Off-chain workers allow for building a faster, more efficient decentralized exchange.
Interoperability
Parachains and the “blockchain of blockchains” paradigm behind Polkadot let Equilibrium build great products that are interconnected with the entire ecosystem for everyone to use. With the help of common good parachains and third-party bridges, Equilibrium supports a much broader universe of assets compared to current DeFi analogues. Equilibrium already has bridges to the ETH and BSC networks, and will be connected to the entire Polkadot ecosystem as a parachain.
Result
What was the concrete solution or implementation that couldn’t be done without Substrate and is heavily reliant on one or more of the key features of Substrate?
While all well known DeFi protocols work with aggregates in a ‘one size fits all’ model due to limitations of the underlying technology, Equilibrium leverages Substrate technology to treat each borrower individually.
Off-chain workers let Equilibrium perform heavy computation and introduce additional actions for nodes. With the help of off-chain workers, Equilibrium can manage individual user portfolios with different combinations of collateral assets (positive balances) and debt assets (negative balances).

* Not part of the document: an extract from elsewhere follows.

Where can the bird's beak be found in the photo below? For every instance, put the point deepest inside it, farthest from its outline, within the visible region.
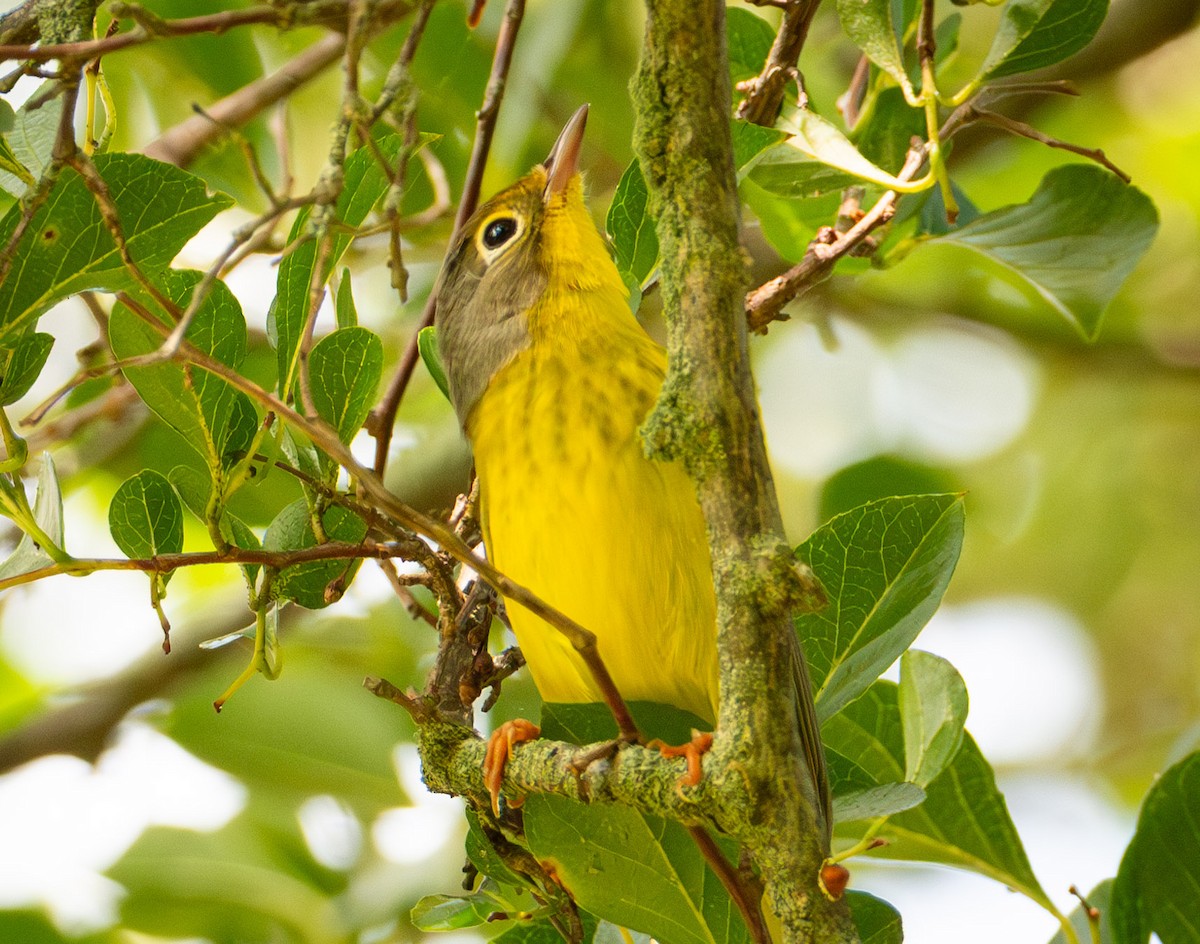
(564, 156)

It is important to make sure that off-chain actions do not lead to ‘unpleasant’ consequences for the blockchain, since they occur without consensus from the entire network. This is where one-way functions come to the rescue. Equilibrium offloads heavy computations to off-chain workers. The end result is better performance and low cost while still being able to validate the computations on chain.
Equilibrium has several validators that are doing this intensive computation work. Since this work should not be duplicated, each separate node works only with its own subset of user accounts. Equilibrium avoids the duplication problem with a validate_unsigned method in the background — transaction dependencies are used to set user processing priority and process each request only once.